= S. J. Kessler and Sons =

American architectural firm

S.J. Kessler and Sons was an American architectural firm based in New York City, and active through at least 1980.

==History==
Founded in early 20th century by architect and engineer Samuel J. Kessler, the namesake firm quickly grew to become one of the premier architectural firms in New York City during the 1950s. During this period of time, the firm, initially headed by Sam Kessler and then his sons Matthew J. Kessler, Melvin E. Kessler and grandson Stuart thereafter, was responsible for the design and construction of numerous buildings in the New York City area, later expanding their reach to northeastern Pennsylvania, including the cities of Allentown, Bethlehem, and Hershey. They also designed buildings in Boston, Massachusetts, and St. Louis, Missouri. Its later buildings include the 12-story apartment complex the A.K. Houses in East Harlem, on Lexington Avenue between East 127th and East 128th Streets, built in 1980.

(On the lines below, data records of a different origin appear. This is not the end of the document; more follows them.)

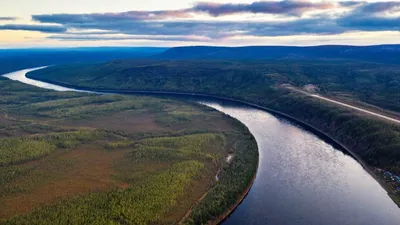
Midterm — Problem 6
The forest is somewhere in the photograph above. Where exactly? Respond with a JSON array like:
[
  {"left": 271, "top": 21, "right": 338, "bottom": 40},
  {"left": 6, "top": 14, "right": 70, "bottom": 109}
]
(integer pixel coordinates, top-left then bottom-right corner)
[
  {"left": 28, "top": 60, "right": 400, "bottom": 176},
  {"left": 0, "top": 77, "right": 258, "bottom": 225},
  {"left": 28, "top": 60, "right": 400, "bottom": 113}
]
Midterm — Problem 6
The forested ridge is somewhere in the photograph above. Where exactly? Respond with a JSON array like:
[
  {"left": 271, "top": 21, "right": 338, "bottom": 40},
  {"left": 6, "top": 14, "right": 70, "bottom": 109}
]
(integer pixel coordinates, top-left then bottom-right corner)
[
  {"left": 28, "top": 60, "right": 400, "bottom": 173},
  {"left": 0, "top": 77, "right": 258, "bottom": 225}
]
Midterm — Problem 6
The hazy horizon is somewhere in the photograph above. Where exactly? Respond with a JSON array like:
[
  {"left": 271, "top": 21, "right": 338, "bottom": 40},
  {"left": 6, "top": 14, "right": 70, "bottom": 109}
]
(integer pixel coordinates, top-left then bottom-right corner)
[{"left": 0, "top": 0, "right": 400, "bottom": 49}]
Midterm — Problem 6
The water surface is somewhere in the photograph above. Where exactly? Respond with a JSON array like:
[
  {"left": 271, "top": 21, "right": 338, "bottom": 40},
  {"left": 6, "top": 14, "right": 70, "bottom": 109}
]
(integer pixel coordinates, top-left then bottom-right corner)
[{"left": 6, "top": 69, "right": 400, "bottom": 225}]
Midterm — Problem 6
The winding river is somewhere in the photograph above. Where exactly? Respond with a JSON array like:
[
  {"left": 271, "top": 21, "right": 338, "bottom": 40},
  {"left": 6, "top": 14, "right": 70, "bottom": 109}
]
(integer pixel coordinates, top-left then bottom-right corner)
[{"left": 5, "top": 69, "right": 400, "bottom": 225}]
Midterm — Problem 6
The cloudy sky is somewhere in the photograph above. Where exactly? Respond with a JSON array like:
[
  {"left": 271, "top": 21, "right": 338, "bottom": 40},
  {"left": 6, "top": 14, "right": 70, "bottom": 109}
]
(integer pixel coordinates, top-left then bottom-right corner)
[{"left": 0, "top": 0, "right": 400, "bottom": 48}]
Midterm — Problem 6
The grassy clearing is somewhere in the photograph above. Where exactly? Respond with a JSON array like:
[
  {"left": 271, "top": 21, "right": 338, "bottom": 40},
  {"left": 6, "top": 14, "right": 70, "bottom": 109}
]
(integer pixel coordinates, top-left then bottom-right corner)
[
  {"left": 0, "top": 80, "right": 258, "bottom": 224},
  {"left": 5, "top": 161, "right": 203, "bottom": 224}
]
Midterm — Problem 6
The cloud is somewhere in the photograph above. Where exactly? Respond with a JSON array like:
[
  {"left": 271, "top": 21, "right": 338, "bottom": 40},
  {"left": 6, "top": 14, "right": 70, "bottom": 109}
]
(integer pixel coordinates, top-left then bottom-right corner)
[
  {"left": 191, "top": 0, "right": 336, "bottom": 17},
  {"left": 4, "top": 0, "right": 400, "bottom": 41},
  {"left": 0, "top": 17, "right": 17, "bottom": 20},
  {"left": 48, "top": 35, "right": 209, "bottom": 42},
  {"left": 0, "top": 24, "right": 67, "bottom": 33},
  {"left": 360, "top": 2, "right": 400, "bottom": 13},
  {"left": 32, "top": 10, "right": 191, "bottom": 24}
]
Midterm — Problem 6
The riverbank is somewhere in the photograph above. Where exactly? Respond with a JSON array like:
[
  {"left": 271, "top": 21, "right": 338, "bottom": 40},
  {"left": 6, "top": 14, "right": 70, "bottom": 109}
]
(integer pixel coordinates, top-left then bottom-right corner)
[{"left": 23, "top": 71, "right": 399, "bottom": 209}]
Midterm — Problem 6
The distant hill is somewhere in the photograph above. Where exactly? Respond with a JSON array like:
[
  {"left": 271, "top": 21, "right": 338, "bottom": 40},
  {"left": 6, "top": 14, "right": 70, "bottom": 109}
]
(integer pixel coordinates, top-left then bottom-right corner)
[
  {"left": 155, "top": 45, "right": 400, "bottom": 64},
  {"left": 0, "top": 47, "right": 167, "bottom": 74}
]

Following an investigation by the Senate Committee on Banking and Currency in late 1954, during the development of Manhattantown (later called Park West Village) on Manhattan's Upper West Side, New York City mayor Robert Wagner placed a five-year moratorium on "Title I", urban renewal projects involving Manhattantown's initial private participants. This included Melvin E. Kessler, who had taken an equity position in the development but whose fees had been misrepresented in the sponsors' public filings.

==Buildings==
Among the buildings constructed by S.J. Kessler & Sons in New York City are Lincoln Towers, West Park Village, Lenox Terrace in Harlem, Washington Square Village, Park West Village (with Skidmore, Owings & Merrill, and One Sherman Square Apartments.

Outside New York, the firm also designed One Hershey Plaza.